Premium
The chemokine receptor CCR8 mediates rescue from dexamethasone‐induced apoptosis via an ERK‐dependent pathway
Author(s) -
Spinetti Gaia,
Bernardini Giovanni,
Camarda Grazia,
Mangoni Antonella,
Santoni Angela,
Capogrossi Maurizio C.,
Napolitano Monica
Publication year - 2003
Publication title -
journal of leukocyte biology
Language(s) - English
Resource type - Journals
SCImago Journal Rank - 1.819
H-Index - 191
eISSN - 1938-3673
pISSN - 0741-5400
DOI - 10.1189/jlb.0302105
Subject(s) - biology , chemokine receptor , chemokine , ccl17 , cancer research , cc chemokine receptors , c c chemokine receptor type 6 , microbiology and biotechnology , immunology , inflammation
Several chemokines have been shown to regulate cellular apoptosis following discrete stimuli.

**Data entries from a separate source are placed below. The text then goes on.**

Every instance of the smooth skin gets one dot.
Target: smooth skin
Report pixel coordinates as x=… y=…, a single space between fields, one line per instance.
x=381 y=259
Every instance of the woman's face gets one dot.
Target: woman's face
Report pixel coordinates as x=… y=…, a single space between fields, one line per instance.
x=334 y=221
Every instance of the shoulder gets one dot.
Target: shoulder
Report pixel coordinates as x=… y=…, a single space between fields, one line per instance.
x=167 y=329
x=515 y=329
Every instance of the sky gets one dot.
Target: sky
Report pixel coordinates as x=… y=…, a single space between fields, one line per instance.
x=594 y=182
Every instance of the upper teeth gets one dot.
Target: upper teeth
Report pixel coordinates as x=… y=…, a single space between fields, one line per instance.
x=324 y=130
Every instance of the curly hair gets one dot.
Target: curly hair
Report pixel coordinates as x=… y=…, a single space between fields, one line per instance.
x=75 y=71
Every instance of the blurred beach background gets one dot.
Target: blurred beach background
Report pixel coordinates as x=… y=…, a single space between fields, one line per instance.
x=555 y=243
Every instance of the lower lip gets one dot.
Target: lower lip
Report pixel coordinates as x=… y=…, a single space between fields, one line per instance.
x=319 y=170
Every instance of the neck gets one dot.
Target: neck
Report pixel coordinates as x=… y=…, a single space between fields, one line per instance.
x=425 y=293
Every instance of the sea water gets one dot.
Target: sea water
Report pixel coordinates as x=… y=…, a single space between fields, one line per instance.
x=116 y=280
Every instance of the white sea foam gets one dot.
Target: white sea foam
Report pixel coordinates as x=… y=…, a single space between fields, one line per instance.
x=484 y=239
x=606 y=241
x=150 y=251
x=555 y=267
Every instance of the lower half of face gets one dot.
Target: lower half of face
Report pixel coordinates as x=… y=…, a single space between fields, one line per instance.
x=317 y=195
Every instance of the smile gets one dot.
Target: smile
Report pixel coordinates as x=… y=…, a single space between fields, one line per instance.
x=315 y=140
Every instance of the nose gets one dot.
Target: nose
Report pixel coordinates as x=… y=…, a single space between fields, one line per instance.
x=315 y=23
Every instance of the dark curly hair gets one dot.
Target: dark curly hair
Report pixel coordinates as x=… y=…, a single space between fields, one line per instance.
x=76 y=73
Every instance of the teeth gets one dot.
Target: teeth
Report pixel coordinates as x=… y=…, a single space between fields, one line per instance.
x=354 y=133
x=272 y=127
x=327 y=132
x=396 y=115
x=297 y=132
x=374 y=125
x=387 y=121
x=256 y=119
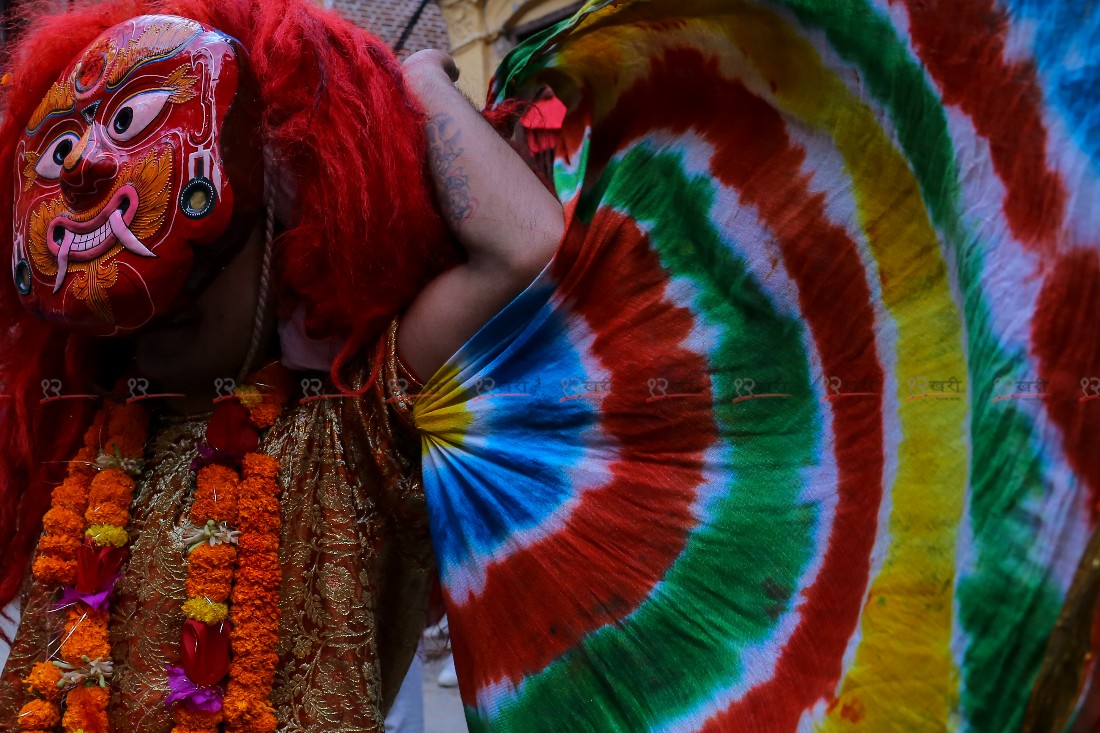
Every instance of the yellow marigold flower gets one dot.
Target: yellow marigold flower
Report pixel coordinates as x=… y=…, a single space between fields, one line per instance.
x=208 y=612
x=108 y=534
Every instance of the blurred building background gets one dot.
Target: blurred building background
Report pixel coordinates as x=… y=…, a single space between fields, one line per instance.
x=477 y=32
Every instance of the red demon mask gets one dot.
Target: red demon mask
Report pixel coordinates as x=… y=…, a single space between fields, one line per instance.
x=140 y=176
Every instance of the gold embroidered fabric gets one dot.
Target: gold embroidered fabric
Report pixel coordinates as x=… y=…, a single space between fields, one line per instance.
x=355 y=555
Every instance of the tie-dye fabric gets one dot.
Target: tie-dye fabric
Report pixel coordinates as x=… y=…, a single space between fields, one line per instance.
x=799 y=430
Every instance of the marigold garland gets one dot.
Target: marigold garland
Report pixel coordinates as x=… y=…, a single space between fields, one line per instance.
x=255 y=600
x=39 y=715
x=43 y=680
x=92 y=500
x=92 y=504
x=242 y=509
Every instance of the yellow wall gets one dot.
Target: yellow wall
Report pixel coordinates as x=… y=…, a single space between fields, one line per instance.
x=479 y=31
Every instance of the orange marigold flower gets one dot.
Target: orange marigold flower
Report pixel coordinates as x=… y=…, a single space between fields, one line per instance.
x=259 y=513
x=256 y=583
x=111 y=487
x=257 y=466
x=43 y=679
x=86 y=709
x=108 y=513
x=62 y=547
x=86 y=635
x=210 y=571
x=215 y=495
x=245 y=712
x=53 y=570
x=256 y=615
x=62 y=521
x=39 y=715
x=255 y=543
x=72 y=494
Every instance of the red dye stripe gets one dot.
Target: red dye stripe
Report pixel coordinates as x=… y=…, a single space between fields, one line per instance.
x=754 y=154
x=1064 y=339
x=963 y=46
x=622 y=537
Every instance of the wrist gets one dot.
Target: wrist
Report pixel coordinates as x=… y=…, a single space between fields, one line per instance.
x=426 y=67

It was previously demonstrated that the CC chemokine CCL1 (I‐309) rescues thymic lymphoma cells from apoptois by unknown mechanisms. The aim of our study was to characterize the role of the CC chemokine receptor 8 (CCR8), the only described receptor for CCL1, in the rescue of murine thymic lymphoma cells and murine thymocytes from dexamethasone (dex)‐induced apoptosis. We show here that the CCR8‐restricted agonist Kaposi sarcoma‐associated herpesvirus‐encoded chemokine viral macrophage‐inflammatory protein‐1 (vMIP‐1) rescues thymic lymphoma cells from dex‐induced apoptosis, similar to CCL1, and that such rescue is extracellular‐regulated kinase‐dependent. Although it has been hypothesized that the rescuing effect of CCL1 from apoptosis could be CCR8‐mediated, here, we formally demonstrate the role of such receptor as its selective antagonist encoded by the MC148 gene of molluscum contagiosum virus MC148/vMCC‐I inhibits v‐MIP‐1‐ and CCL1‐induced rescue activity. In addition, CCR8 ligands inhibit dex‐induced apoptosis of murine thymocytes with potential implications for thymic selection.